This is a few days old but still news worthy.
As of this morning, thirty one entries have been submitted to the SPEC performance list for the year so far. But if you're wondering why Apple hasn't yet dispatched its latest "workstation class" G4 hardware for examination by the council, in what is the industry's most respected set of benchmark tests, C't has the answer.
The German tech bible has put the latest dual G4s through the SPEC CPU2000 processor benchmark, and the results make dismal reading for hardcore Apple loyalists. C't found that the RISC-based machines running OS X fall severely short of expectations, being bested in the floating point tests by an eighteen month old Pentium III-based machine
You might still be able to buy one of these, on eBay.
In the integer tests, which give a better indication of performance for the kind of general-purpose desktop computing most of use every day, the G4 held its own against the ancient Pentium running at 1Ghz.

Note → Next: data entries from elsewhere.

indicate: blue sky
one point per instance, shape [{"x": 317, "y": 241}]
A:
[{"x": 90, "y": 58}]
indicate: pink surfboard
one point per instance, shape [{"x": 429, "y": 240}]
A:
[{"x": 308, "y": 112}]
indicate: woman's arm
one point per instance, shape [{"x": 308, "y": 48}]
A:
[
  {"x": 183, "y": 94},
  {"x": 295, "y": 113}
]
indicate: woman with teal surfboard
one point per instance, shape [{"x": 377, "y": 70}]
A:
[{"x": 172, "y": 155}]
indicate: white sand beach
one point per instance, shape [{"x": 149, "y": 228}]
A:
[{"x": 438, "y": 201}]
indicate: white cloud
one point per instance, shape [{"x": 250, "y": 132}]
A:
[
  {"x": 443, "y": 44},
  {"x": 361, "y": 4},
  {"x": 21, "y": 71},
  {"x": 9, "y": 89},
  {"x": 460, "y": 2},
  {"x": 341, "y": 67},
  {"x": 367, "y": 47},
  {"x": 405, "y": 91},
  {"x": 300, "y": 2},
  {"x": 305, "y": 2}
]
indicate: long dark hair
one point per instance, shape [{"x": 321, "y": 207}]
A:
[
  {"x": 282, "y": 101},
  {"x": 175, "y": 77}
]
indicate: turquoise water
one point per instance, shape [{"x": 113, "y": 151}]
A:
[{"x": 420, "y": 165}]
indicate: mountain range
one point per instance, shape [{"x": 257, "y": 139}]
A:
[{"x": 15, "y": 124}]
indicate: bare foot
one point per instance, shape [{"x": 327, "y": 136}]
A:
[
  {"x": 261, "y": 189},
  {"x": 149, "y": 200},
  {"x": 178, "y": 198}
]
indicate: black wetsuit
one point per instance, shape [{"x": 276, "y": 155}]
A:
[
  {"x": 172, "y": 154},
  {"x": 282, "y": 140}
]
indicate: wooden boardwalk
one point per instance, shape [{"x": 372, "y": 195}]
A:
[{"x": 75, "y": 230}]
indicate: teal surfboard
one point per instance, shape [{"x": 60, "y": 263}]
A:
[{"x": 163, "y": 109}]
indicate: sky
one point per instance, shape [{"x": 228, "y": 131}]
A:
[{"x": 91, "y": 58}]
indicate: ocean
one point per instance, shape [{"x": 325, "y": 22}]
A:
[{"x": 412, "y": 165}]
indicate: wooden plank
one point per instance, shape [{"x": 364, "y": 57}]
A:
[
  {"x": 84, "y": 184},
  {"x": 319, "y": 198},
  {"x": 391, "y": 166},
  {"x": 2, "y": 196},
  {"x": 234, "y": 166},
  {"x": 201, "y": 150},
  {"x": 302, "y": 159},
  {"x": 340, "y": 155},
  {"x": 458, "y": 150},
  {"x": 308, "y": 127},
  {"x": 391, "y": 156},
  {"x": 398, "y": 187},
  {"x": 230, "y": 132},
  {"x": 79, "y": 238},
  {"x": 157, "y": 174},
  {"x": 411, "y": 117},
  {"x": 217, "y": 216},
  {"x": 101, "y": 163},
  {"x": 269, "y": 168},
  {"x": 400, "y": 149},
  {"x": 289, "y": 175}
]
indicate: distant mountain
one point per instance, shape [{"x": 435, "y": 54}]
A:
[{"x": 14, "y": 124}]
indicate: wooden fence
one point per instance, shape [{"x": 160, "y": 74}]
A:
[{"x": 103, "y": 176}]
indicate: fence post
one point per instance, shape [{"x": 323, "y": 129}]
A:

But when C't ran the floating point benchmarks it found that performance was particularly wanting. The elegant PowerPC was designed with floating point as a key consideration, and with these kind of tests, it should be on home turf.
As C't wryly notes, "In theory the PowerPC FPU with its 32 registers ought to have been superior to the x86 FPU with its antiquated stack structure and eight registers only."
The G4 scored between 147 and 187 on the floating point tests, while the Pentium III scored 297. Today's Pentium 4's double that figure, and as a result, today's PCs are four times as fast as Apple's professional line in some situations.